The pair of singularly marked Warblers which I describe below, were shot on the 21st and 24th of January at Crabpond. That the male in summer plumage would be much more brilliant than my specimen, I have no doubt, for the latter is inferior to the female, and the patched character of the plumage indicates that a seasonal change was then proceeding. If it has been described in its nuptial livery I have failed to recognise it. The male, which was the first obtained, was hopping about the mangroves, which are abundant at the marshy place named, from the summits down to the very surface of the water; and the female was one of a pair that were toying, and chasing each other through the branches of the same trees. At this time, the ovary was scarcely developed, the ova being distinguishable only with a lens. The stomach, in each case, was filled with a black mass of insects.
RED-BACKED WARBLER.[40]
Prairie Warbler.—Wils.
Sylvicola discolor.
| Sylvia discolor, | Vieill.—Aud. pl. 14. |
| Sylvia minuta, | Wils. |
[40] Length 4¾ inches, expanse 7, flexure 2³⁄₁₀, tail 1⁹⁄₁₀, rictus ¹¹⁄₂₀, tarsus ¾, middle toe ⁵⁄₁₀.

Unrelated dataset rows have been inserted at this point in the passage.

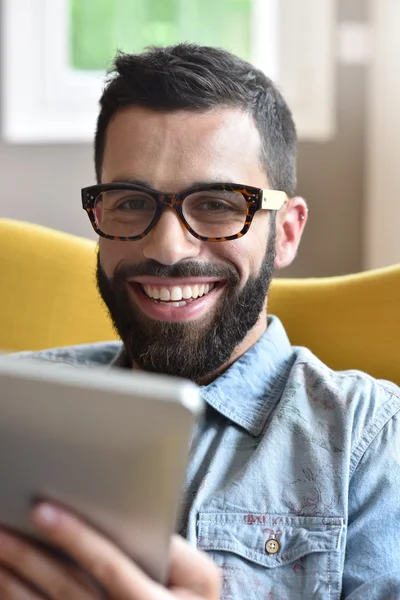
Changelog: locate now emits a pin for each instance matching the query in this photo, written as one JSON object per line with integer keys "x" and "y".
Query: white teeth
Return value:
{"x": 175, "y": 295}
{"x": 186, "y": 292}
{"x": 165, "y": 294}
{"x": 154, "y": 292}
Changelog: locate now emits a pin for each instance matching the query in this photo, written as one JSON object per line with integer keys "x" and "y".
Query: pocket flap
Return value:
{"x": 247, "y": 535}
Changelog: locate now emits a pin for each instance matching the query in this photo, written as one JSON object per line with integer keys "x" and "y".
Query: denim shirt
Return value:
{"x": 293, "y": 481}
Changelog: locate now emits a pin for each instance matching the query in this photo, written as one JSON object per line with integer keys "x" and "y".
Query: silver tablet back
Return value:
{"x": 111, "y": 445}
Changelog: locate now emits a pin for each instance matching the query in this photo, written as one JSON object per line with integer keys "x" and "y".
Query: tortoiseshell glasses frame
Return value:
{"x": 256, "y": 199}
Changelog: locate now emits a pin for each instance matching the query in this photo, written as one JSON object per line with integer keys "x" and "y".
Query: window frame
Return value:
{"x": 45, "y": 101}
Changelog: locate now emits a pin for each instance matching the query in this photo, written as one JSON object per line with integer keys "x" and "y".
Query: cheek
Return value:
{"x": 113, "y": 253}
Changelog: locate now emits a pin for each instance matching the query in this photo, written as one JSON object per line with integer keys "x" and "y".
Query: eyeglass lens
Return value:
{"x": 210, "y": 213}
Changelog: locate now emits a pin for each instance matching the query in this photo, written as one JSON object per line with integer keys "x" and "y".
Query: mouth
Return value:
{"x": 175, "y": 301}
{"x": 176, "y": 295}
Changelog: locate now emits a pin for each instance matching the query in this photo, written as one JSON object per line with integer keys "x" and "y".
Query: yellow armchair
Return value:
{"x": 48, "y": 298}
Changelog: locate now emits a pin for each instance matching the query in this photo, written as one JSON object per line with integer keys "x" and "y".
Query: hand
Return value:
{"x": 27, "y": 573}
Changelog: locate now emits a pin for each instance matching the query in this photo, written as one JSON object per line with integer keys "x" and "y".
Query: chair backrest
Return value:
{"x": 48, "y": 298}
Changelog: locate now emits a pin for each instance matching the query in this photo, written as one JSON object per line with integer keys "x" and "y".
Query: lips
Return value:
{"x": 177, "y": 293}
{"x": 178, "y": 302}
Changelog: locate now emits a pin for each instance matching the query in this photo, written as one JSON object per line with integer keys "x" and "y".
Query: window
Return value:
{"x": 55, "y": 53}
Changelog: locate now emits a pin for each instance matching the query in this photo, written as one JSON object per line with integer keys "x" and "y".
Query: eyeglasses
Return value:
{"x": 212, "y": 213}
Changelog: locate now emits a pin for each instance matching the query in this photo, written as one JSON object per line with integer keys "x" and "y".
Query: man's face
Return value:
{"x": 223, "y": 284}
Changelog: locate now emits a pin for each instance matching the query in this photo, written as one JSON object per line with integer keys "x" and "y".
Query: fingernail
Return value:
{"x": 46, "y": 514}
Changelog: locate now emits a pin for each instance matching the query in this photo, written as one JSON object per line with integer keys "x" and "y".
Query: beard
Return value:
{"x": 193, "y": 349}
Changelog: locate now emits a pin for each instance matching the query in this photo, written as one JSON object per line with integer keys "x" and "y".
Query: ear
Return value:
{"x": 290, "y": 223}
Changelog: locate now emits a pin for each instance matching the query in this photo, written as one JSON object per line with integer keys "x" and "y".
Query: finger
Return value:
{"x": 39, "y": 569}
{"x": 117, "y": 574}
{"x": 12, "y": 589}
{"x": 192, "y": 570}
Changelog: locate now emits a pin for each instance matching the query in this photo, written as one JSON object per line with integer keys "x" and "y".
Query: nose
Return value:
{"x": 169, "y": 241}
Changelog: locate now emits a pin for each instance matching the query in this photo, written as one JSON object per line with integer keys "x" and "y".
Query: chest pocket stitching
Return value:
{"x": 241, "y": 548}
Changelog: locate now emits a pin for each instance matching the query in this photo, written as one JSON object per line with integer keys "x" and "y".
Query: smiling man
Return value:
{"x": 294, "y": 475}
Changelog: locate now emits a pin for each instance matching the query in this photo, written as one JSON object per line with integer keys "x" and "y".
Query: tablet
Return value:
{"x": 108, "y": 443}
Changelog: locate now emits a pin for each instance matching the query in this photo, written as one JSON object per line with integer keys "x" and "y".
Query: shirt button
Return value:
{"x": 272, "y": 546}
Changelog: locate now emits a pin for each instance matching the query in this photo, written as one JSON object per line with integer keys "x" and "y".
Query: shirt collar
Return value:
{"x": 248, "y": 391}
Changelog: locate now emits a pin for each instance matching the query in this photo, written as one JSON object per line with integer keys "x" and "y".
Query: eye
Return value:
{"x": 214, "y": 204}
{"x": 135, "y": 203}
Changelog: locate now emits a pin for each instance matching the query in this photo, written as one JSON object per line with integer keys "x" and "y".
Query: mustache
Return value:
{"x": 188, "y": 268}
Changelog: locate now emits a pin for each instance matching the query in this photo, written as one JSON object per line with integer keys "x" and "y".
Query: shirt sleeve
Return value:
{"x": 371, "y": 568}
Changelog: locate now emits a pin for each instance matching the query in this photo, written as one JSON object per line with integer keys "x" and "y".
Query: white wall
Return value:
{"x": 382, "y": 210}
{"x": 42, "y": 183}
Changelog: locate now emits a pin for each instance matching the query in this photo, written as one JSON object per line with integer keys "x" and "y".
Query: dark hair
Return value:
{"x": 188, "y": 76}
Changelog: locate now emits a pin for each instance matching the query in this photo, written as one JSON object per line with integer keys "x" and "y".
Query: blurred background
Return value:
{"x": 336, "y": 61}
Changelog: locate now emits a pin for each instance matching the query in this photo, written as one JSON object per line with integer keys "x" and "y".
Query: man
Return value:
{"x": 294, "y": 476}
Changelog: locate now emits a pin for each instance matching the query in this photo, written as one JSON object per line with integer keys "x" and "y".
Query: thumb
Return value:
{"x": 192, "y": 574}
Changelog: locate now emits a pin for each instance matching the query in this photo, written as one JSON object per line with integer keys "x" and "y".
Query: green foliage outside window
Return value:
{"x": 100, "y": 27}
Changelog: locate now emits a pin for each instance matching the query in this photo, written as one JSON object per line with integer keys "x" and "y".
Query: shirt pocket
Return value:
{"x": 274, "y": 557}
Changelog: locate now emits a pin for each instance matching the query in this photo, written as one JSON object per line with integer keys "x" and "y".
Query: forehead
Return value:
{"x": 172, "y": 150}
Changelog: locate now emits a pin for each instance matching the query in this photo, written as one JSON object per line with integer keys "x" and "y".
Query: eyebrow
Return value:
{"x": 145, "y": 183}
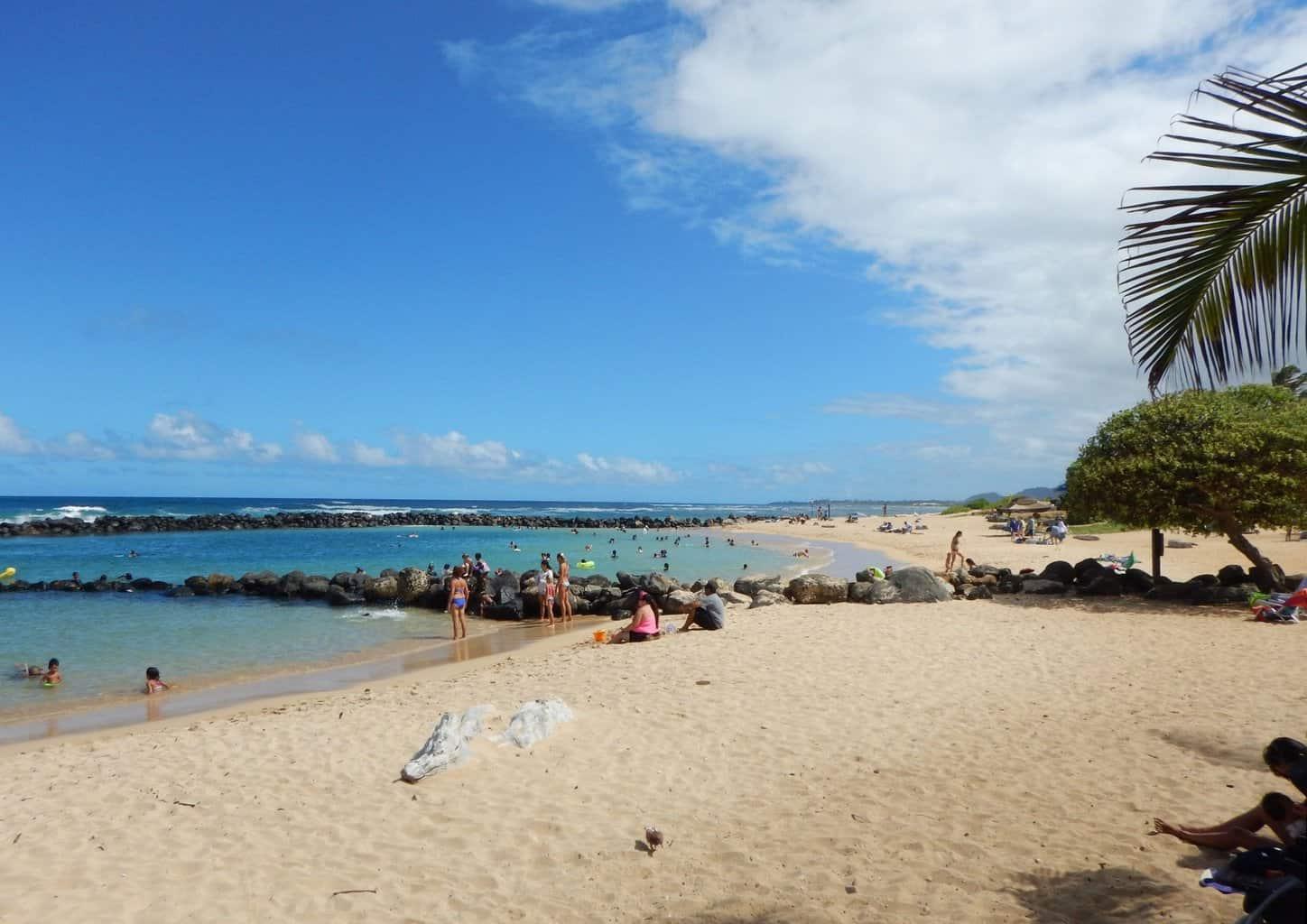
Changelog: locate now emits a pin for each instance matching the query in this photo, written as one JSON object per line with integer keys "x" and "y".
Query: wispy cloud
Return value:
{"x": 76, "y": 445}
{"x": 864, "y": 128}
{"x": 190, "y": 437}
{"x": 626, "y": 469}
{"x": 315, "y": 448}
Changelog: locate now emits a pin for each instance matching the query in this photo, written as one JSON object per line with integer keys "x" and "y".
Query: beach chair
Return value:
{"x": 1280, "y": 606}
{"x": 1271, "y": 881}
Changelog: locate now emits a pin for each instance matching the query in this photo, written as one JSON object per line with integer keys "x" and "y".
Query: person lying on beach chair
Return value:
{"x": 1280, "y": 606}
{"x": 708, "y": 612}
{"x": 1275, "y": 810}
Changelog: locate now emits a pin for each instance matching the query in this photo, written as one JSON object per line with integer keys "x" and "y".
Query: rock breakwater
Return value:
{"x": 116, "y": 525}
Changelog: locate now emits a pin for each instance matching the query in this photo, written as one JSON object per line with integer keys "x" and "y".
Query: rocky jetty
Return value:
{"x": 508, "y": 595}
{"x": 127, "y": 525}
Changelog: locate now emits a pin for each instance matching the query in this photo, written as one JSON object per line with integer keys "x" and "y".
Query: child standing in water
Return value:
{"x": 153, "y": 682}
{"x": 459, "y": 603}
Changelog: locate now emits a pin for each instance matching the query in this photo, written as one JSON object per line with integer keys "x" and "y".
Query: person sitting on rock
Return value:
{"x": 708, "y": 612}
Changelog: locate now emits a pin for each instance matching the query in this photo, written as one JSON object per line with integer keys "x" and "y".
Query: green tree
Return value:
{"x": 1199, "y": 460}
{"x": 1292, "y": 378}
{"x": 1213, "y": 274}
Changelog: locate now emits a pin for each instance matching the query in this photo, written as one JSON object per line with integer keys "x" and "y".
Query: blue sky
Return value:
{"x": 566, "y": 250}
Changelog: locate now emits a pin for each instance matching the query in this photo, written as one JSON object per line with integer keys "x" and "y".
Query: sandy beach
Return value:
{"x": 991, "y": 547}
{"x": 966, "y": 761}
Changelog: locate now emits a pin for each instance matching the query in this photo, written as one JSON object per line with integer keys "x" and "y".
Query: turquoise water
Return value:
{"x": 107, "y": 641}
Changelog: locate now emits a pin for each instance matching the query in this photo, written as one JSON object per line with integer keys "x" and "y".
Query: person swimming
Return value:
{"x": 153, "y": 682}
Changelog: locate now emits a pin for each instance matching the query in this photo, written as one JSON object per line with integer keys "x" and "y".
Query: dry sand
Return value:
{"x": 991, "y": 547}
{"x": 953, "y": 762}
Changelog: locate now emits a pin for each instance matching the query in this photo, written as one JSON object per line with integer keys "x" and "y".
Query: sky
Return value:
{"x": 684, "y": 250}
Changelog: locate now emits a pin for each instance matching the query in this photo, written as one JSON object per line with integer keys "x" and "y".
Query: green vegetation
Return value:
{"x": 1201, "y": 462}
{"x": 968, "y": 506}
{"x": 1212, "y": 274}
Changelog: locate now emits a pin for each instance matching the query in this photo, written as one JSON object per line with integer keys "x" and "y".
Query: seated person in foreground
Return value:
{"x": 646, "y": 623}
{"x": 708, "y": 612}
{"x": 1275, "y": 810}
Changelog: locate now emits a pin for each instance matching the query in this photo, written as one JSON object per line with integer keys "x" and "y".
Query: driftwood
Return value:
{"x": 449, "y": 745}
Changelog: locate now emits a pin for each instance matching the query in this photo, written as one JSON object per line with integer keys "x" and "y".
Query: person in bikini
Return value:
{"x": 545, "y": 585}
{"x": 459, "y": 603}
{"x": 563, "y": 583}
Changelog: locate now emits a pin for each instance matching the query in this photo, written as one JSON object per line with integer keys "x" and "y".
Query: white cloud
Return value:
{"x": 454, "y": 451}
{"x": 315, "y": 448}
{"x": 583, "y": 5}
{"x": 793, "y": 474}
{"x": 626, "y": 469}
{"x": 373, "y": 457}
{"x": 975, "y": 154}
{"x": 78, "y": 445}
{"x": 910, "y": 407}
{"x": 187, "y": 436}
{"x": 12, "y": 442}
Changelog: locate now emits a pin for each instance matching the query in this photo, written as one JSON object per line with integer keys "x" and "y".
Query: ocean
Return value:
{"x": 105, "y": 642}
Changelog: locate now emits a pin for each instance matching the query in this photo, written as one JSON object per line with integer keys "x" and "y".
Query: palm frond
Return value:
{"x": 1214, "y": 276}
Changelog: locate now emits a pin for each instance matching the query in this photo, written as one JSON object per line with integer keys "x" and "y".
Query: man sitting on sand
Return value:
{"x": 708, "y": 612}
{"x": 1275, "y": 810}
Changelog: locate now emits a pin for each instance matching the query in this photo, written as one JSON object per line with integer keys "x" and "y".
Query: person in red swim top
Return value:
{"x": 646, "y": 623}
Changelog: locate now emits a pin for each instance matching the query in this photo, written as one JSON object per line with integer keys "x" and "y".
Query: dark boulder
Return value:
{"x": 314, "y": 587}
{"x": 1266, "y": 582}
{"x": 338, "y": 596}
{"x": 1061, "y": 571}
{"x": 1137, "y": 580}
{"x": 289, "y": 583}
{"x": 1043, "y": 587}
{"x": 918, "y": 585}
{"x": 1108, "y": 585}
{"x": 385, "y": 588}
{"x": 758, "y": 582}
{"x": 1231, "y": 576}
{"x": 817, "y": 588}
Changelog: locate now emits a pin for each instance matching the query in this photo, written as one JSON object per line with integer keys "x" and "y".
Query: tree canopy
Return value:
{"x": 1213, "y": 273}
{"x": 1199, "y": 460}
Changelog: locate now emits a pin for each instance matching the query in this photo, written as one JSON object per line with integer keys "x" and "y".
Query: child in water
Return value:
{"x": 50, "y": 675}
{"x": 153, "y": 684}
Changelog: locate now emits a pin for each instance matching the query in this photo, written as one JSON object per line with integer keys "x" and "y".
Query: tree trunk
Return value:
{"x": 1234, "y": 532}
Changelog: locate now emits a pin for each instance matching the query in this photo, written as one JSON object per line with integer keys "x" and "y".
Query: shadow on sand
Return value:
{"x": 1103, "y": 895}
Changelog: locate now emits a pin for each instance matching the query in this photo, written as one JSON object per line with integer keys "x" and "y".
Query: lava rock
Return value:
{"x": 817, "y": 588}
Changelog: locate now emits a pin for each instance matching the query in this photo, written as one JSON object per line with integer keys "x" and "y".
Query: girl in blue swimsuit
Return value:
{"x": 459, "y": 603}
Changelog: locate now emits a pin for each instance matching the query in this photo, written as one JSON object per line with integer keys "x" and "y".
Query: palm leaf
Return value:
{"x": 1214, "y": 276}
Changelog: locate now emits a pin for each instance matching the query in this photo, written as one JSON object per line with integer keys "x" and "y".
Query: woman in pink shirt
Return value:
{"x": 644, "y": 625}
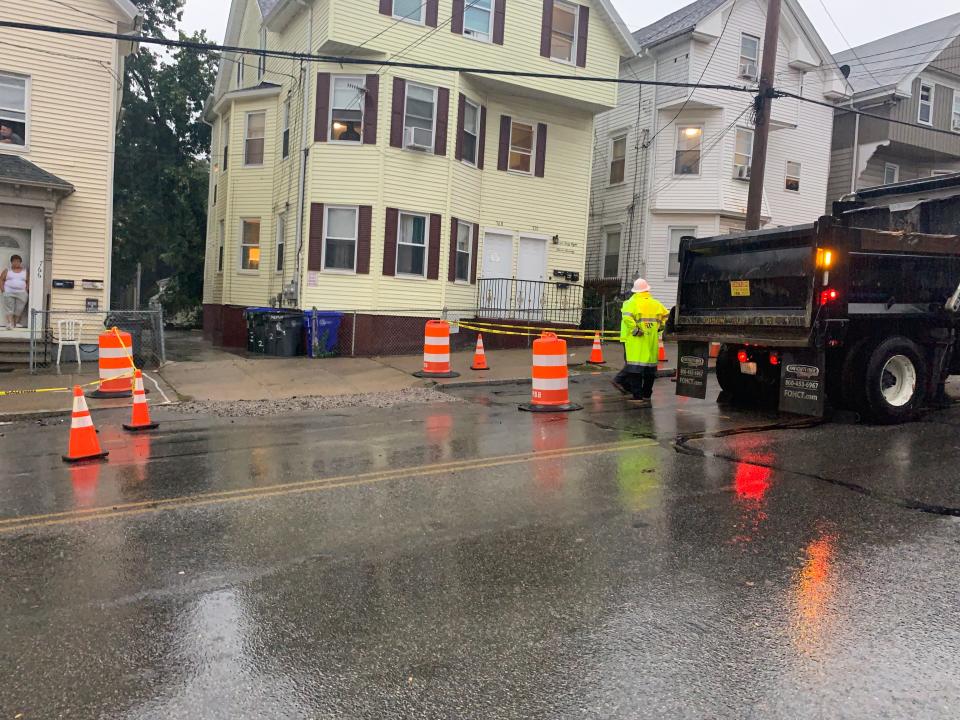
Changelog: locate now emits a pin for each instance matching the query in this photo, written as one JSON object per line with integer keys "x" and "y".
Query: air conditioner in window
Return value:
{"x": 418, "y": 139}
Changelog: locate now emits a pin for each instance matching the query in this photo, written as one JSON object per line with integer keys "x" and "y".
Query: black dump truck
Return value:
{"x": 858, "y": 311}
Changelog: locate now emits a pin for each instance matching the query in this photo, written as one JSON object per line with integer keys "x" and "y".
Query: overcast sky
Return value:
{"x": 860, "y": 20}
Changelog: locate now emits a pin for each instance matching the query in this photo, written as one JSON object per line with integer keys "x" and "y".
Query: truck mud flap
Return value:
{"x": 692, "y": 369}
{"x": 803, "y": 386}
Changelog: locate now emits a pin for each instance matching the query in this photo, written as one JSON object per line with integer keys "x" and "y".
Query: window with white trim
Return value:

It is before the fierce heat of summer has begun to abate in the prairies of the west, that this little bird seeks its winter quarters. On the 18th of August I first met with it, on which day I shot two in different localities. One was hopping hurriedly about low bushes, and herbaceous weeds, not a foot from the ground, examining every stalk and twig, as it proceeded regularly but rapidly along the road-side, for insects. The other was differently engaged. It flew from a bush by the way-side as far as the middle of the road, when hovering in the air a few feet from the ground, it fluttered and turned hither and thither, and then flew back to nearly the same spot as that whence it had started. In a second or two it performed exactly the same manœuvres again; and then a third time, preventing, by the irregularity of its contortions, my taking aim at it, for some time. I have no doubt it was capturing some of the minute dipterous flies which were floating in the declining sun, in numerous swarms; but in a manner not usual with the Warblers. The stomach, in each specimen, was full of small fragments of insects. From that period to April, on the 11th of which month I last saw it, it was a very common resident in the bushes and low woods.
Wilson describes the markings of the female as less vivid than those of the male; but two of that sex, which I shot in January, were in no respect inferior to the brightest males. Some have the red spots of the back almost, or even quite, obliterated; but this is not a sexual distinction.